Abriu pela primeira vez seus olhinhos. A luz do sol, a princípio, lhe incomodou, mas logo tornou-se útil, ajudando-o a ver o local onde nascera. Sentiu a quentura do seu ninho, a brisa suave. Notou o balançar das folhas, as formiguinhas que caminhavam pelo galho e, erguendo um pouco mais sua cabecinha, podia enxergar o lago brilhante e as belas flores abaixo de si.

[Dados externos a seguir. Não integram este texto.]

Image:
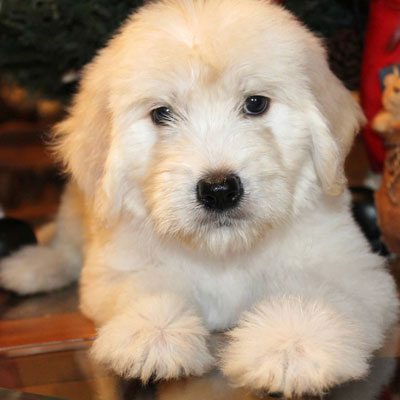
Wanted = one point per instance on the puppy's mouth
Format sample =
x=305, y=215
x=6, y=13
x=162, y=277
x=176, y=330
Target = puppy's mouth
x=226, y=219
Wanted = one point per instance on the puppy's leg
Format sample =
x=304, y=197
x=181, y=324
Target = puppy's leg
x=310, y=334
x=51, y=265
x=158, y=336
x=146, y=328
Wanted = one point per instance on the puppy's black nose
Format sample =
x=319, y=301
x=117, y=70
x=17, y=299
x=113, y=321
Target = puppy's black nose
x=219, y=193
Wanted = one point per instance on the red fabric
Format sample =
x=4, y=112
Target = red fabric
x=384, y=20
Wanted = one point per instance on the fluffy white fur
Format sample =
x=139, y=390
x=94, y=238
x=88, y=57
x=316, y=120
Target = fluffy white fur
x=288, y=272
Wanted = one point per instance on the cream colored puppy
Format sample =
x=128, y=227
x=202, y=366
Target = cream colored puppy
x=206, y=149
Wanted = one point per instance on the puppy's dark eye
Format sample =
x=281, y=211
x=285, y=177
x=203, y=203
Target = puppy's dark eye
x=162, y=115
x=255, y=105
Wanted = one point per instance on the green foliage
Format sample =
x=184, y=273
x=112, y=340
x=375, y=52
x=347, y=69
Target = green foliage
x=43, y=40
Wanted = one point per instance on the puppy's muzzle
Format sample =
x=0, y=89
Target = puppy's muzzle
x=219, y=192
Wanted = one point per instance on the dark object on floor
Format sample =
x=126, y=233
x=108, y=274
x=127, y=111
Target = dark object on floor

Mas logo algo muito estranho começou a incomodá-lo. Pela primeira vez, na sua recente vidinha, sentiu medo. Ele agora estava livre do ovo, mas como enfrentar a natureza? Tremia, todo encolhido, com os olhos fechados, quando sentiu algo abrir seu delicado biquinho, alimentar-lhe e fazer-lhe sentir-se seguro. Vagarosamente abriu os olhos e pôde enxergar sua mãe, forte e bela, olhando-o com ternura.

Dali em diante tudo ocorreu mais rapidamente. Logo estava coberto de penas, com mais firmeza em suas perninhas, e já podia, sozinho, ingerir as minhocas e sementes que a mãe deixava no ninho. Até que, numa tarde quente, soltou seu primeiro “Bem-te-vi”, e com a força e coragem que a natureza lhe trouxe, levantou seu primeiro voo. No início lento e pesado, depois leve e ligeiro, por sobre as árvores, lagos e animais, aquela bela floresta que, como ele, teve que aprender a existir.

E quem olhasse de fora agora veria uma criatura frágil e delicada, mas ao mesmo tempo livre, corajosa e magnífica, voando sobre o mundo e trazendo a todos e meiguice do seu canto, a beleza do seu voo e a paz da sua existência.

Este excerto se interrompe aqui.